The evolution of Microsoft’s solution for Application Lifecycle Management: Team Foundation Server – Part II

Part I: Introduction

Part II: Diving into the basics of ALM and how did Microsoft start with an ALM solution?

According to Wikipedia:

Application lifecycle management (ALM) is the product lifecycle management (governance, development, and maintenance) of application software. It encompasses requirements management, software architecture, computer programming, software testing, software maintenance, change management, project management, and release management.

For each specific technology, there exist one or more dedicated ALM tool(s) in the market. Only a few tools offer true support for cross-technology Application Lifecycle Management. Serena offers a number of related tools for requirements management, version control and release management. Serena Dimensions CM integrates for example with many popular application development tools straight out of the box like Visual Studio (.NET) and Eclipse (Java). Another example is Rational Team Concert (RTC) from IBM which is positioned as a lean collaborative lifecycle management solution. IBM also offers a rich RTC client plugin for Eclipse and Visual Studio. Atlassian is an Australian software company which focuses on issue tracking, collaboration and other related software development products to work faster and smarter, together. Their tools are very popular in the Java community, but they also offer a Visual Studio Connector to interact with JIRA issues and Bamboo builds right from Visual Studio. The Atlassian tools in combination with a powerful version control system like Git or Mercurial can also be seen as a competitor in the cross technology ALM space.

But for now I want to highlight Microsoft’s Application Lifecycle Management solution. Microsoft Visual Studio 2013 will actually be officially released on November 13, 2013 at the Visual Studio 2013 Virtual Launch Event. The RTM version has been made available for a few weeks already and can be downloaded at http://www.microsoft.com/visualstudio/eng/downloads.
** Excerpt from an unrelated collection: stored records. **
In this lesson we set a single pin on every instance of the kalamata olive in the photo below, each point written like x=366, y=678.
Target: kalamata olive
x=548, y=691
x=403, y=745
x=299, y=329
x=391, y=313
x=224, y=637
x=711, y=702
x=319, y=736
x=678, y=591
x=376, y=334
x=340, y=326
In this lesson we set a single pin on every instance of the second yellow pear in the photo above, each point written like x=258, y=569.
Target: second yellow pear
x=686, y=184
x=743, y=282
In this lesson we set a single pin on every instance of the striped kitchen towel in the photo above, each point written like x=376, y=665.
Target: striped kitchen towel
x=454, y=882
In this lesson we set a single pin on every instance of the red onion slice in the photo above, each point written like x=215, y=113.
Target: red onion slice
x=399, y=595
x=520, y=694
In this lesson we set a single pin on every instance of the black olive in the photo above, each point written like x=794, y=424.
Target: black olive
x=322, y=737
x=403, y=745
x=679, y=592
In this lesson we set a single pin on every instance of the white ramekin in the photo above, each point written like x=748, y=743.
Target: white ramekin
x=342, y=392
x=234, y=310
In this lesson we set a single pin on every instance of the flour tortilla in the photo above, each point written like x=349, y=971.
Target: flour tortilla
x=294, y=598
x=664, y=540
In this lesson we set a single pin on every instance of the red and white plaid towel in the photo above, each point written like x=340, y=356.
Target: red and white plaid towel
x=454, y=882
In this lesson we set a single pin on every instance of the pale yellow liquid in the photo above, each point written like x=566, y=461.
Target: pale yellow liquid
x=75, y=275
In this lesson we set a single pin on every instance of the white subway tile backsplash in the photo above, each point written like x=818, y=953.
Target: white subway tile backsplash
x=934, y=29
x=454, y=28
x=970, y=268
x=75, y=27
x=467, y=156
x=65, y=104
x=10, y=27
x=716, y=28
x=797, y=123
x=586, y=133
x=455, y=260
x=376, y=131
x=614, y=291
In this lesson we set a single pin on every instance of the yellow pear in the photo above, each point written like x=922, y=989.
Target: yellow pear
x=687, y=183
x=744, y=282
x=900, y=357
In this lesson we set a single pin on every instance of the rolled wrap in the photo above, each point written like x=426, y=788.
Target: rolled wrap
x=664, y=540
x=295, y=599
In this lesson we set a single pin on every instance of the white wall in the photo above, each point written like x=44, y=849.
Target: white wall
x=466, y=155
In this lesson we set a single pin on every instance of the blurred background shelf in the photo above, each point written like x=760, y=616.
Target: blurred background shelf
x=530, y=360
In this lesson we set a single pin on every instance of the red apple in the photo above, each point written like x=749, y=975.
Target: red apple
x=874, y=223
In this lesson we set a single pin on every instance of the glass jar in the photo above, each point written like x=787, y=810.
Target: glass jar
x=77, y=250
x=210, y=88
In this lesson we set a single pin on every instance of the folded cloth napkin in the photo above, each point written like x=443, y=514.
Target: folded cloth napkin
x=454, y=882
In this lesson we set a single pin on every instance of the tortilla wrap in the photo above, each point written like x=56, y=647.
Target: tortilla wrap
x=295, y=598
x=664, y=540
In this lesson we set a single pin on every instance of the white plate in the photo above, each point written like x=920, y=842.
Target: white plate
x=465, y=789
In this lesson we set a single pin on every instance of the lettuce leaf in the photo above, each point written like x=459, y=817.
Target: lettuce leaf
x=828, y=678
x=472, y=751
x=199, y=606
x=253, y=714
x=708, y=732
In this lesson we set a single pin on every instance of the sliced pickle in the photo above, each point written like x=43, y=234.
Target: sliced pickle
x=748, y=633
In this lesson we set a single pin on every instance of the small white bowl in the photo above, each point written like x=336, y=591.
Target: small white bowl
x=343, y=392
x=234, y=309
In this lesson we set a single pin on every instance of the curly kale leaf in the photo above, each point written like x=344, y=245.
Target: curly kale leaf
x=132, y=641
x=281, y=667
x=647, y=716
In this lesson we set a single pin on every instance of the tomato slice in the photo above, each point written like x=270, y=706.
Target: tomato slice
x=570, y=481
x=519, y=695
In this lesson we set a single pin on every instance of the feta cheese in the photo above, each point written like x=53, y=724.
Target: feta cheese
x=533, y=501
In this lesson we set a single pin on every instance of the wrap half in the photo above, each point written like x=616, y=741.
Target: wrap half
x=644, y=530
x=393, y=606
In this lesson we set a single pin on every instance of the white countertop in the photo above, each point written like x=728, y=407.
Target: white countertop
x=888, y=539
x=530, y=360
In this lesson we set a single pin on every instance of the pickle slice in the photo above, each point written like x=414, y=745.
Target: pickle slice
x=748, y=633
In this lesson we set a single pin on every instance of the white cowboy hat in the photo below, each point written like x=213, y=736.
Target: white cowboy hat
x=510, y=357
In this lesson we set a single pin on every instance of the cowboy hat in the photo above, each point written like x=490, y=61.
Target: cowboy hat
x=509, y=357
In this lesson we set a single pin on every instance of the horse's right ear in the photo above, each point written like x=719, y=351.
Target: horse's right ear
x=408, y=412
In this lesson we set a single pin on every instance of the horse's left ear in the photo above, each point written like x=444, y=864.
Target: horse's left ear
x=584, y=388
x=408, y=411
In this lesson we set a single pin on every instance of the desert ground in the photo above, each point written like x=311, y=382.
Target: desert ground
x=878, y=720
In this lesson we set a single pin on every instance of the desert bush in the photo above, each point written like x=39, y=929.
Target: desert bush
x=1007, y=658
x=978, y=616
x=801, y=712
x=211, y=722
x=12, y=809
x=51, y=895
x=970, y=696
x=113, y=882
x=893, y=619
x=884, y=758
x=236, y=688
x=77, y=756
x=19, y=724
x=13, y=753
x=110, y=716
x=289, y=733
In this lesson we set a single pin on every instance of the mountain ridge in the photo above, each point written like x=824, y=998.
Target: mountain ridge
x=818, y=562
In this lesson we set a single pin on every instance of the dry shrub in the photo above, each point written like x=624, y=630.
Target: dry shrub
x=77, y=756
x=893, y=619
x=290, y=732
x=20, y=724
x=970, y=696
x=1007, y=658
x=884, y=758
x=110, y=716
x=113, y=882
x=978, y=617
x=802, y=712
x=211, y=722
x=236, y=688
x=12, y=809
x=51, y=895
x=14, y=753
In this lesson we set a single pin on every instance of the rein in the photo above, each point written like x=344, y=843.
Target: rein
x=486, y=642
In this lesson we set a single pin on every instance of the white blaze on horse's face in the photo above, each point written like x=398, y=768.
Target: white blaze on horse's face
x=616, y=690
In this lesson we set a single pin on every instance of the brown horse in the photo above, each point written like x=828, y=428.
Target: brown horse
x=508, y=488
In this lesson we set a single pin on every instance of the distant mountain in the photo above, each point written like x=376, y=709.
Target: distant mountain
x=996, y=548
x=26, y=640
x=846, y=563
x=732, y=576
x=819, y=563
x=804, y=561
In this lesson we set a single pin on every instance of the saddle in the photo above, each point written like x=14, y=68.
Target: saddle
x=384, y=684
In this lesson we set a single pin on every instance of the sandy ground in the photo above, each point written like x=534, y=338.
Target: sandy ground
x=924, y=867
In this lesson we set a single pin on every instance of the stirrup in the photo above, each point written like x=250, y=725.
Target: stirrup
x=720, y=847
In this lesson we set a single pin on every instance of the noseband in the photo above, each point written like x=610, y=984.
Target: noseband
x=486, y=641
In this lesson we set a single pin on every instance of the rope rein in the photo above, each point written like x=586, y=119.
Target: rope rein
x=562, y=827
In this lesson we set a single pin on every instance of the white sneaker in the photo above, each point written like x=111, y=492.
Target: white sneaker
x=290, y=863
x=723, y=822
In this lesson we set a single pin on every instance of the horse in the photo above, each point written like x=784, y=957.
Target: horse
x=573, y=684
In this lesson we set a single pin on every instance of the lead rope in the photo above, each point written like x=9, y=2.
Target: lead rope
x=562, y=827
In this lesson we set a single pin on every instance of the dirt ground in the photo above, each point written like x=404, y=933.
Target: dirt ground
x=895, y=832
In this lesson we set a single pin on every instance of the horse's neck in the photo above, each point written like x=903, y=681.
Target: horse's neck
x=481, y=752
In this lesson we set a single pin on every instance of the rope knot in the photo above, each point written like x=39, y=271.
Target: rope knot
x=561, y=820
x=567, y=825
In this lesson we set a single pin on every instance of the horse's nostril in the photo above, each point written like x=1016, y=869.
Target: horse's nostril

Some history about Team System

Let’s get back in time when it all started. Microsoft released in November 2004 (9 years ago) their first version of an integrated application lifecycle management solution (codename Burton): Microsoft Visual Studio Team System 2005. Before, Visual Studio was only a dedicated tool for developers/coders. This shifted completely with the release of Team System where multiple stakeholders were involved in the software development process.

TeamSystem

Microsoft studied the way how software teams developed software and decided to build a new product that would substantially increase the likelihood of project success, predictability and software quality. Team System actually transformed the Visual Studio IDE into a powerful collaboration tool for the entire software development team. Visual Studio 2005 Team System was designed to achieve four primary goals:

  • Be productive by reducing the complexity of delivering modern service-oriented solutions
  • Be integrated with all tools, and facilitate better team collaboration
  • Be capable by being robust, secure, and scalable, and by having the ability to work remotely
  • Be extensible by allowing processes to be customized

The complete solution consisted of a series of different editions, targeted to the various stakeholders:

  • Visual Studio 2005 Team Edition for Software Architects
  • Visual Studio 2005 Team Edition for Software Developers
  • Visual Studio 2005 Team Edition for Tester
  • Visual Studio 2005 Team Foundation Server

A common misconception was that TFS replaced Visual SourceSafe as just a new version control system. This is of course incorrect because version control is only a small part of the TFS feature set. Team Foundation Version Control (TFVC) was written from scratch (no link with SourceSafe) and uses a SQL Server database as a means of scaling to large environments and infrastructures.

TeamSystemOverview

Team Foundation Server is the central and key component in the ALM solution which offered extensible team collaboration. Team System was clearly designed as a lifecycle platform that enabled third-parties, customers, and solution providers to extend the base functionality with new features and customize the tool for the unique aspects of certain businesses. The Microsoft Solution Framework (MSF) – a set of software development processes, principles, and proven practices – was merged into the product via two Team Project process templates: MSF for Agile Software Development and MSF for CMMI Process Improvement.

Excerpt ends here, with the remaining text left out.